Recently I've been working to design some RESTful APIs and I've come into a situation where it makes sense to update server state in response to a GET method. "What? Change state on a GET!? Are you mad? Are you insane? Have you even read the HTTP spec?" I hear you saying. But just hear me out, it's not as bad as you're thinking.

According to the HTTP 1.1 Specification GET is supposed to be both a safe and idempotent method, meaning that it doesn't have side effects and requesting once or a million times doesn't make any difference. So how is it that I can convince myself that it's OK to change state on a GET? Quite simply, by using a little used (in my experience) status code: 202 Accepted.

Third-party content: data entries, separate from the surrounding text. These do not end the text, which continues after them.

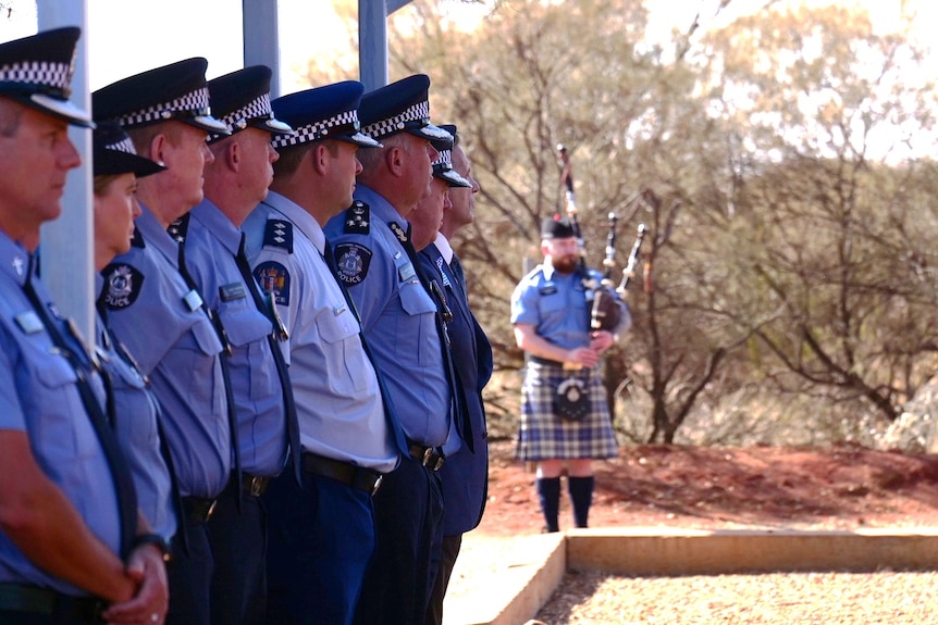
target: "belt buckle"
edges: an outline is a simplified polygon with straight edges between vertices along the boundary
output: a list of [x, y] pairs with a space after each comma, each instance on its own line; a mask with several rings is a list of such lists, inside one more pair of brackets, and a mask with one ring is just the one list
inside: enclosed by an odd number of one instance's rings
[[251, 475], [247, 483], [247, 493], [251, 497], [260, 497], [263, 492], [263, 478]]

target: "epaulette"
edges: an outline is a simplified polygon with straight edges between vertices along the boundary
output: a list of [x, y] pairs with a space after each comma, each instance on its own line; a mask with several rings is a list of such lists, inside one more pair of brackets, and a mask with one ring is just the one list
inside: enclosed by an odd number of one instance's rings
[[293, 224], [286, 220], [268, 220], [263, 228], [263, 246], [283, 248], [293, 253]]
[[186, 213], [170, 224], [166, 232], [170, 233], [170, 236], [173, 237], [177, 243], [186, 242], [186, 234], [189, 232], [189, 213]]
[[355, 200], [345, 210], [345, 234], [367, 235], [371, 228], [371, 207], [361, 200]]
[[147, 243], [144, 242], [144, 235], [136, 225], [134, 225], [134, 236], [131, 237], [131, 246], [140, 249], [147, 247]]

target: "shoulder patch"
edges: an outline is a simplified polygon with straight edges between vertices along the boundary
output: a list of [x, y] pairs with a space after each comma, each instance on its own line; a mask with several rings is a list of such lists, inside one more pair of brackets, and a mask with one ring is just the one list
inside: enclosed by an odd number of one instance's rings
[[286, 220], [268, 220], [263, 228], [263, 246], [281, 248], [293, 253], [293, 224]]
[[273, 302], [289, 305], [289, 272], [276, 261], [267, 261], [254, 268], [260, 288], [273, 297]]
[[359, 243], [338, 243], [333, 252], [338, 279], [357, 285], [368, 276], [371, 250]]
[[144, 274], [126, 263], [113, 263], [101, 272], [104, 289], [101, 298], [110, 310], [129, 307], [140, 297]]
[[131, 237], [131, 246], [140, 249], [147, 247], [147, 243], [144, 242], [144, 235], [136, 225], [134, 225], [134, 236]]
[[186, 234], [189, 232], [189, 213], [186, 213], [170, 224], [166, 232], [170, 233], [170, 236], [173, 237], [177, 243], [186, 242]]
[[361, 200], [355, 200], [345, 210], [345, 233], [349, 235], [367, 235], [371, 228], [371, 207]]

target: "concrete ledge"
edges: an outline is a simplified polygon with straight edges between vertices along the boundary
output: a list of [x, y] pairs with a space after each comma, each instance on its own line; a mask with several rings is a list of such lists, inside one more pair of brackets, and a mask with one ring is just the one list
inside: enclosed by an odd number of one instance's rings
[[519, 538], [498, 555], [504, 565], [484, 585], [446, 603], [444, 625], [520, 625], [538, 614], [567, 572], [563, 534]]
[[580, 529], [567, 566], [620, 575], [938, 570], [938, 529]]

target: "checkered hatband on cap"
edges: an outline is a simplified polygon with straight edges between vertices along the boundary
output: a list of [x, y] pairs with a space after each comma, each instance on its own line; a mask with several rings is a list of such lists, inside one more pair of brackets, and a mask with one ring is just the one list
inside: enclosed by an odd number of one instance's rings
[[403, 113], [395, 115], [388, 120], [380, 120], [373, 124], [369, 124], [361, 128], [361, 132], [378, 139], [385, 135], [398, 133], [407, 127], [410, 122], [420, 122], [422, 124], [430, 123], [430, 102], [424, 100], [412, 104], [404, 110]]
[[72, 63], [52, 63], [49, 61], [25, 61], [0, 66], [0, 83], [23, 83], [37, 85], [42, 92], [61, 93], [65, 98], [71, 95], [70, 84], [75, 68]]
[[[273, 111], [270, 109], [270, 93], [258, 96], [240, 109], [219, 118], [233, 133], [244, 130], [251, 120], [273, 120]], [[209, 141], [221, 139], [225, 135], [211, 134]]]
[[118, 122], [124, 127], [139, 126], [149, 122], [171, 120], [174, 114], [183, 115], [211, 115], [209, 109], [209, 89], [202, 87], [190, 91], [185, 96], [170, 100], [162, 104], [148, 107], [143, 111], [136, 111], [118, 117]]
[[280, 135], [272, 139], [271, 145], [274, 148], [285, 148], [287, 146], [299, 146], [316, 141], [319, 139], [328, 139], [330, 135], [341, 135], [358, 130], [358, 111], [343, 111], [337, 115], [333, 115], [329, 120], [316, 122], [306, 126], [295, 128], [295, 135]]

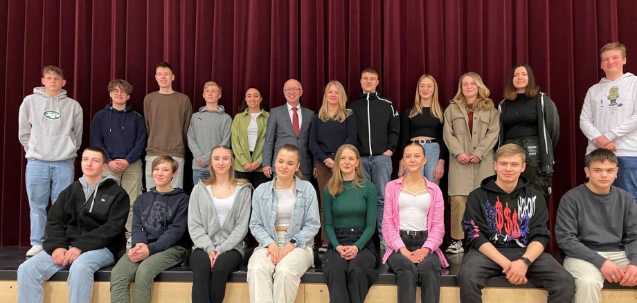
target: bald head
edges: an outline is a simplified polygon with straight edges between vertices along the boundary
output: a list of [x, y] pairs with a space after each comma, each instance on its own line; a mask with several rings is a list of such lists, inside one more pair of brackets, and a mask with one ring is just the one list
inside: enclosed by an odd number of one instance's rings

The HTTP 1.1 specification has the following to say about 202 Accepted (emphasis mine):

The request has been accepted for processing, but the processing has not been completed. The request might or might not eventually be acted upon, as it might be disallowed when processing actually takes place. There is no facility for re-sending a status code from an asynchronous operation such as this.

The 202 response is intentionally non-committal. Its purpose is to allow a server to accept a request for some other process (perhaps a batch-oriented process that is only run once per day) without requiring that the user agent's connection to the server persist until the process is completed. The entity returned with this response SHOULD include an indication of the request's current status and either a pointer to a status monitor or some estimate of when the user can expect the request to be fulfilled.

In essence, if a POST is made that returns a status code of 202 Accepted the data can be acted upon at some indeterminate time in the future. That time in the future might just so happen to be right before the GET is processed. In this way, the GET is both safe and idempotent since the state change is only tied to the GET in that it's used as a trigger for processing some previously POSTed data.